Yazar: Melis ZararsızÇakallarla Dans, 2010’da vizyona girmişti. O zamana kadar Murat Şeker, ülkemizde sinemaya giden kesimin nabzını iyi tutabilen, filmlerine Yeşilçam tadı da katabilen, temiz işler yapan genç yetenek bir yönetmen olarak kendini göstermişti diğer filmleriyle. Çakallarla Dans da ismiyle olsun, kadrosuyla olsun dikkat çekici idi şüphesiz, İlker Ayrık, Timur Acar, Murat Akkoyunlu ve Şevket Çoruh, hem tiyatrodan hem televizyondan tanınan, sevilen, saygı duyulan oyuncular, biraraya gelişlerinde de muhteşem bir kimya var. Bir yönetmenin en büyük başarılarından ve artılarından biri kanımca birbirine kimyası uyan oyuncuları biraraya getirebilmek çünkü bazı filmlerde, teknik ya da hikayesel eksikler olsa da açığı kapatacak kadar önemli bir detay olabiliyor bu. Bu dörtlü o kadar güzel bir “ekip” haline geldi ve ilk film vizyonda büyük başarı göstermese de kulaktan kulağa o kadar konuşuldu ki, ikinci filmi çekmek de bir nevi şart oldu. Çakallarla Dans 2, 2012 sonunda vizyona girdi ve ilkinden çok daha fazla gişe yaptı. Hem samimi ve sıcak bir mahalle öyküsü hem de suçu da içine harmanlayan, temposu hiç düşmeyen absürt bir komedi Çakallarla Dans. Yabancı örnekleri çok fazla bu türün, ama onlara çok da fazla öykünmüyor, bize ait, mahalle kültürüne ait öğeleri kullanmayı tercih ediyor yönetmen ve senarist, iyi de yapıyor. Mizah bizim mizahımız, hafif küfürlü, hafif delikanlı, arkadaşlığa, bağlılığa odaklı, ama arabeske de kaçmayan, kıvamında bir “Türk” öykü bu 3 filmde de anlatılan.
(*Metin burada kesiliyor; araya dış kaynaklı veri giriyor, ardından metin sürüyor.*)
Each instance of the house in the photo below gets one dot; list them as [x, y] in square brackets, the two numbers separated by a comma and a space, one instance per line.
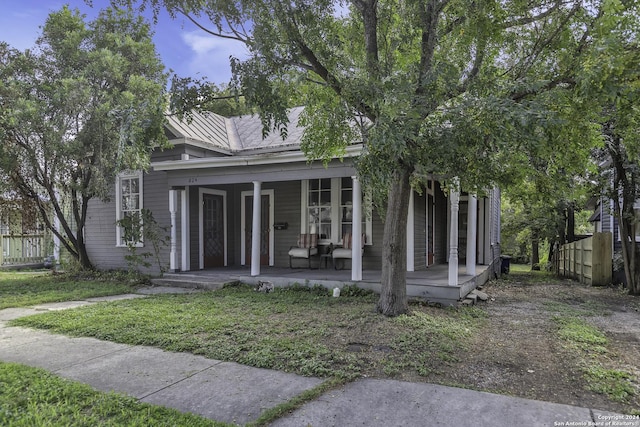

Bilen bilir, ilk filmde de ikincisinde de ekibin başına gelmeyen kalmıyordu hatta ikinci filmde hapisin yolunu bile boylamışlardı, ne de olsa çakal bunlar, ama sürekli de "bu çakallık nereye kadar" sorgulamasındalar…Son filmde kişisel gelişim kurslarına gittiğini görüyoruz ekibin, başlarını beladan uzak tutmak istiyorlar artık, “işimdeyim gücümdeyim” haline gelmek istiyorlar, paraları pulları yok ama düzgün işlerde çalışma gayretindeler, bir şekilde düzgün hayat peşindeler ama çok kısa sürüyor bu hayalleri. Del Piyero Hikmet (Murat Akkoyunlu) vapurda tanıştığı dilsiz bir kıza bir görüşte aşık oluyor, kısa bir süre dünyanın en naif flörtünü yaşıyorlar ve Hikmet arkadaşlarından yardım istiyor: bu peri kızıyla evlenecektir ve kızın annesinin de ricasıyla sevdiği kadının ameliyat olmasını ve dilinin çözülmesini istemektedir, ama o kadar ameliyat parasını nereden bulacaklar? Eee,çakal bunlar, ne yapar eder bulurlar değil mi? Evet, yine başlarına iş açmak zorunda kalırlar ama bu kez çok ters köşeden yerler golleri!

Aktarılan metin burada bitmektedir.